Литмир - Электронная Библиотека

— К тому же, — продолжал Шейн, пропуская мимо ушей совет Макфая, — откуда нам знать, что вы будете держать язык за зубами после того, как вернёте наручники? Вы всё равно сможете пойти и донести на нас.

— Конечно, мог бы, — кивнул головой Макфай. — Только я не пойду на это. Я — деловой человек. И конечно, не я — главный. Я только исполнитель, который должен сбыть наручники. Я буду нем как рыба. А так, как вы говорите, дела не делаются. Это уничтожило бы торговлю. Не осталось бы доверия. Спросите любого банкира или лавочника. Они вам скажут, мистер Корриген, что ничего нет ценнее в делах, чем это самое доверие, о котором вы сейчас говорили. — Он снова погрозил пальцем. — Платите, и вы в безопасности.
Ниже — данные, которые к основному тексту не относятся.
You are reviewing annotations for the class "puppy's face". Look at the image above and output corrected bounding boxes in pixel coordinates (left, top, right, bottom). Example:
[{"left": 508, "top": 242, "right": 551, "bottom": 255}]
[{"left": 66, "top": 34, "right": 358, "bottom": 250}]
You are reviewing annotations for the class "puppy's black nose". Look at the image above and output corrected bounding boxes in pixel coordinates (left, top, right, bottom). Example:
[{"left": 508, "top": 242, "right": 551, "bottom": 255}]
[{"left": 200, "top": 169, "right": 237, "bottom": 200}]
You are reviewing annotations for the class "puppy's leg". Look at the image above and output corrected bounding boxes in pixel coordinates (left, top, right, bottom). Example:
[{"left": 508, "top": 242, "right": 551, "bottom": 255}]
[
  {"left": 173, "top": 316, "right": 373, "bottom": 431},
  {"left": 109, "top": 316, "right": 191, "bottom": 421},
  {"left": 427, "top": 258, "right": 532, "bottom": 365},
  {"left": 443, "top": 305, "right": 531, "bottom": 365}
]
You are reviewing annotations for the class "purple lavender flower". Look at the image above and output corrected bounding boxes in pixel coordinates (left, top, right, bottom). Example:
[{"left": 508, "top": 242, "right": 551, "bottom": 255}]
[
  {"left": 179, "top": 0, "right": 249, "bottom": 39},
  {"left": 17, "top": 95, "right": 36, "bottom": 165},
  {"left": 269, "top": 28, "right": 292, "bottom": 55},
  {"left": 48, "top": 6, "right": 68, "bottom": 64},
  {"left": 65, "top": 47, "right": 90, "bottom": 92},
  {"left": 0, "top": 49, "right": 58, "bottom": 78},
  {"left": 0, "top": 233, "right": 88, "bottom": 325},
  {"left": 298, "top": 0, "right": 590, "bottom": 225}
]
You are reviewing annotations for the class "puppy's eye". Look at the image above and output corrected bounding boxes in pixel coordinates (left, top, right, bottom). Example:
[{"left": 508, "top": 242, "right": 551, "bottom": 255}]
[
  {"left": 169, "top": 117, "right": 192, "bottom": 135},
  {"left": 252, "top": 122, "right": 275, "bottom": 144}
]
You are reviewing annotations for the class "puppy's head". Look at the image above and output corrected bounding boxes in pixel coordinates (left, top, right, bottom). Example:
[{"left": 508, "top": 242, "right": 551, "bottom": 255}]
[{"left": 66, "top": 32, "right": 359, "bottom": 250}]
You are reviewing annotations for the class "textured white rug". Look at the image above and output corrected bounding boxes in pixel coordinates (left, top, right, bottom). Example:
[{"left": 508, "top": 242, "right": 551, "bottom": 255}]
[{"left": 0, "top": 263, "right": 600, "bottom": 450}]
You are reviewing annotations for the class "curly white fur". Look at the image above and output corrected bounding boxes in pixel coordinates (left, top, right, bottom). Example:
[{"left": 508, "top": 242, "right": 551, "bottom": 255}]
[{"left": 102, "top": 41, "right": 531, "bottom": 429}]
Шейн молчал, и через некоторое время Макфай опять забубнил:

— Власти уже схватили трёх человек по подозрению; теперь им требуется кто-нибудь, против кого есть настоящая улика. А распиленные наручники и есть настоящая улика. Такая, какую любят судьи и присяжные. У властей глаза на лоб полезут, если кто-нибудь явится к ним с чистеньким вещественным доказательством и скажет: «Посмотрите, что спрятали при мне Дик Престон и Шейн Корриген под кучей пустой породы». Это было бы получше любых свидетельских показаний. Кто может с уверенностью сказать, кого именно он видел во время свалки, при которой тысячи людей орали как оглашённые? Адвокаты живо заговорят об ошибках и алиби, присяжные скажут: «Это дело подстроенное». А вот наручники заставят мельбурнских присяжных иначе отнестись ко всему. Не так ли? Какой смысл идти и заявлять, что кто-то видел, как двое ребят закапывали наручники? Полиция сразу спросит: «Ну а где наручники? Где улики? А?»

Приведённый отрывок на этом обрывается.